I giocatori del Torino devono capire e accettare che si può essere protagonisti da titolari e da subentranti
L’idea che più si sta in campo è più si ha la possibilità di fare la giocata che può essere determinante è relativa, non assoluta. E infatti quante volte un calciatore disputa dall’inizio alla fine una partita e non ne diventa il protagonista? Magari fa anche molto bene, ma non è lui che verrà ricordato per la vittoria o il pareggio colto quando ormai sembrava che fosse sconfitta bensì chi ha fatto il gol o impedito che lo facessero gli avversari, a prescindere se ha giocato un minuto o tutto il match. Ed è proprio da questo che bisogna partire.
E’ mutato il concetto di stare in panchina con i cinque cambi perché i calciatori hanno più possibilità di giocare e quindi di dare un contributo importante alla squadra e di conseguenza essere protagonisti, ma troppo spesso chi inizia una partita accomodandosi in panchina, nella propria testa e anche nell’immaginario collettivo, è considerato meno “bravo” in quanto seconda scelta di chi è titolare e chi esce, se non ha problemi fisici, è stato “bocciato”, ma non sempre è così. Si possono fare innumerevoli esempi di giocatori che entrati a partita in corso ne hanno cambiato l’andamento in meglio e altri che avvalorano la tesi che non sempre essere sostituiti vuole automaticamente dire che non si è fatto abbastanza bene. Quante facce accigliate si vedono in panchina a inizio partita e quanti calciatori quando vengono sostituiti non la prendono bene. I giocatori invece devono accettare che il turnover e l’entrare o l’uscire a gara in corso è una risorsa da sfruttare, basta pensare che così si dosano meglio le fatiche e si rischia meno d’infortunarsi: le prestazioni positive non necessariamente dipendono solo dalla durata perché è sempre la qualità alla fine a fare la differenza.

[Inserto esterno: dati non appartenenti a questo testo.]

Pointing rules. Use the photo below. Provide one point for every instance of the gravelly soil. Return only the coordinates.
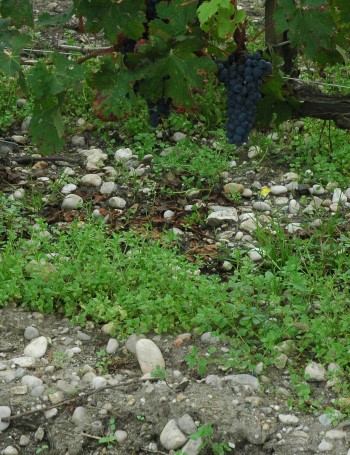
(241, 415)
(238, 414)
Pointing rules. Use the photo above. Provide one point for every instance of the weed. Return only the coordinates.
(103, 362)
(42, 448)
(205, 434)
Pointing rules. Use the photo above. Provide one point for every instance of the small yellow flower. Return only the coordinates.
(265, 191)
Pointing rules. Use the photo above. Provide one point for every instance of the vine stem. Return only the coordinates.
(77, 398)
(108, 51)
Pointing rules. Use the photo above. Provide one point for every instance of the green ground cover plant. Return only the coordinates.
(300, 292)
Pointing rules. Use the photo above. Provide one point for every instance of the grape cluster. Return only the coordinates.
(158, 110)
(242, 79)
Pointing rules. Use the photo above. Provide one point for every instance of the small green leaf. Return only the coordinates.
(20, 12)
(47, 20)
(46, 126)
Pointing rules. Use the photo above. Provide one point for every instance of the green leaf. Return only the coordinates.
(20, 12)
(177, 74)
(46, 126)
(58, 20)
(316, 42)
(220, 18)
(178, 17)
(52, 80)
(209, 9)
(11, 45)
(113, 18)
(105, 76)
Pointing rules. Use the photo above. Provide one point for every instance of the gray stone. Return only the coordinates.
(112, 346)
(172, 437)
(5, 411)
(36, 348)
(149, 356)
(25, 362)
(91, 180)
(81, 416)
(94, 158)
(83, 336)
(72, 202)
(108, 188)
(192, 447)
(39, 434)
(315, 372)
(335, 434)
(51, 413)
(25, 125)
(243, 379)
(117, 202)
(37, 391)
(30, 333)
(288, 176)
(24, 440)
(31, 381)
(261, 206)
(69, 188)
(56, 397)
(186, 424)
(288, 419)
(213, 380)
(325, 446)
(277, 190)
(232, 187)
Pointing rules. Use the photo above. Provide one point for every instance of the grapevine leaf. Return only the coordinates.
(58, 20)
(178, 17)
(220, 17)
(180, 71)
(318, 43)
(61, 76)
(105, 76)
(46, 126)
(20, 12)
(114, 18)
(209, 9)
(67, 73)
(11, 45)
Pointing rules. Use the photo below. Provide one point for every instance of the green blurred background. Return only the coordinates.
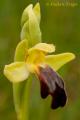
(59, 25)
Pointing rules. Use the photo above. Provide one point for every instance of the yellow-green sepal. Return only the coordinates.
(21, 51)
(57, 61)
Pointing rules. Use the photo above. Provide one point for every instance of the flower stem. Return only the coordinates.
(21, 100)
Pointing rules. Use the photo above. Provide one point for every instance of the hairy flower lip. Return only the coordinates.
(52, 84)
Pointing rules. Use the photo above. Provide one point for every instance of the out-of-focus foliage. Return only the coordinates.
(59, 25)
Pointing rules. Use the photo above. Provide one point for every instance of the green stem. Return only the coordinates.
(25, 100)
(21, 99)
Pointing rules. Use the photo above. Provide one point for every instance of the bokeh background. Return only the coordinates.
(59, 25)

E veniamo al Torino. La difficoltà a segnare e l’arrivo di Zapata pongono la questione di dover fare dei cambiamenti. E i cambiamenti inevitabilmente passano dall’utilizzo dei giocatori. Il classico modulo di Juric, il 3-4-2-1, non deve essere buttato alle ortiche, però potrebbe non essere l’unico e a seconda delle occasioni venire variato con il 3-4-1-2, il 3-5-2 o anche il 3-4-3. Più difficile pensare di cambiare l’impianto difensivo a tre e passarlo a quattro. Le varianti quindi interesserebbero maggiormente centrocampo e attacco coinvolgendo ovviamente i calciatori che vi giocano ed è lapalissiano che contemporaneamente in campo ci vanno in 11 ai quali si aggiungono 5 con i cambi per cui in ogni partita possono essere utilizzati 16 giocatori. Juric, ma vale per qualsiasi allenatore, sceglie in base alla forma fisica, all’impegno visto in settimana durante gli allenamenti, a eventuali squalifiche, al tipo di partita, più o meno aggressiva, che vuole giocare e all’avversario. Ilic, Ricci, Tameze, Linetty, Gineitis, Bellanova, Lazaro, Vojvoda, Soppy, Vlasic, Radonjic, Seck, Karamoh, Zapata, Sanabria e Pellegri hanno a disposizione 7 posti che possono con i cambi diventare 12 e sono in 16.

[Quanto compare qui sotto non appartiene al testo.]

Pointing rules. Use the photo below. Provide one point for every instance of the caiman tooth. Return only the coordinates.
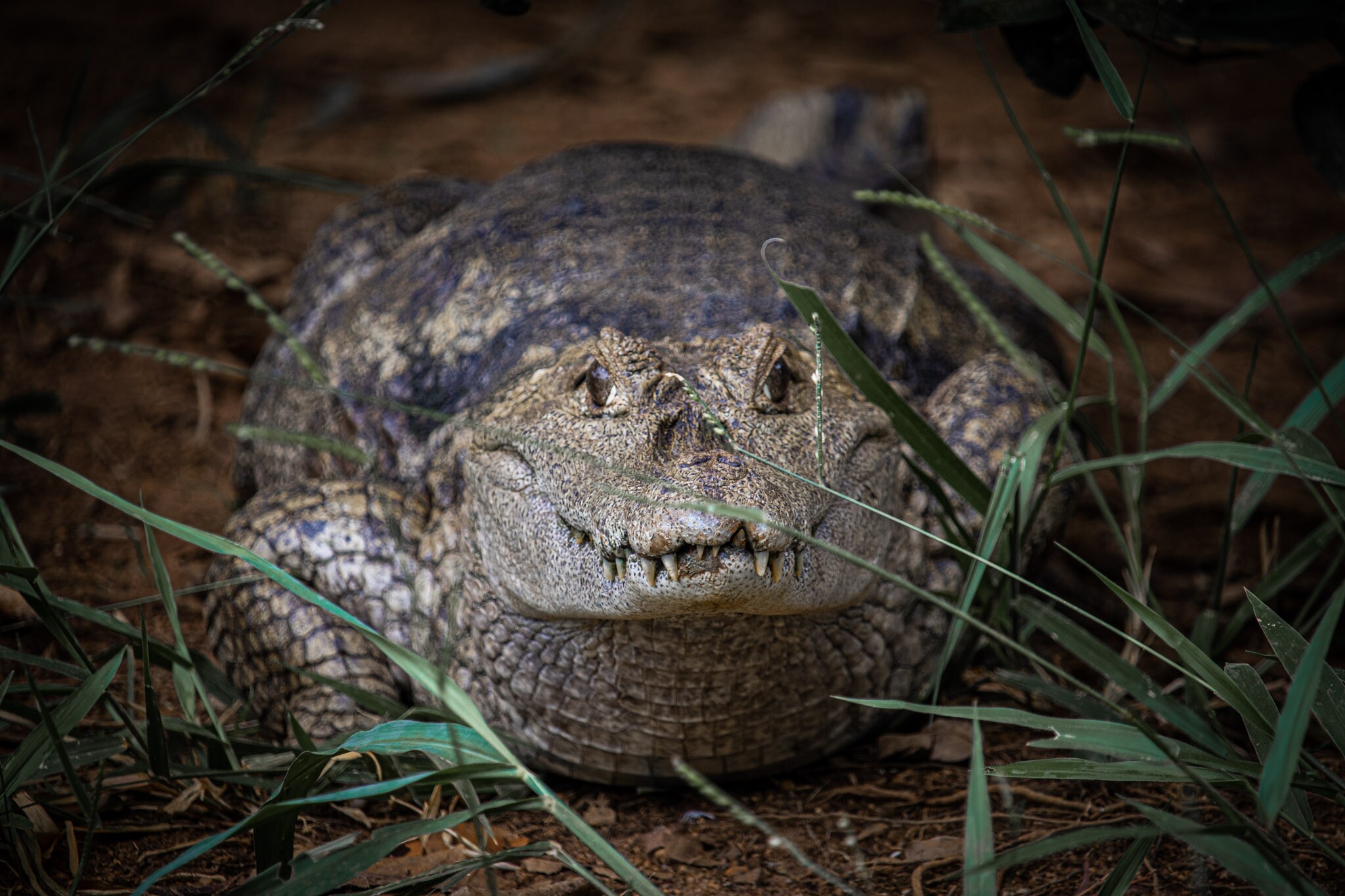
(670, 565)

Tutti gli allenatori tendono ad avere un gruppo base da mandare in campo, e Juric non fa eccezione, ma nessun tecnico è così masochista o folle da non utilizzare un giocatore che può permettergli di vincere una partita. Dipende quindi dai singoli calciatori sfruttare al massimo le occasioni e i minuti che passano in campo profondendo totale impegno e che va messo sempre al primo posto il bene della squadra, che di riflesso è anche il loro bene.
I calciatori del Torino devono quindi capire e accettare che si può essere protagonisti da titolari e da subentranti.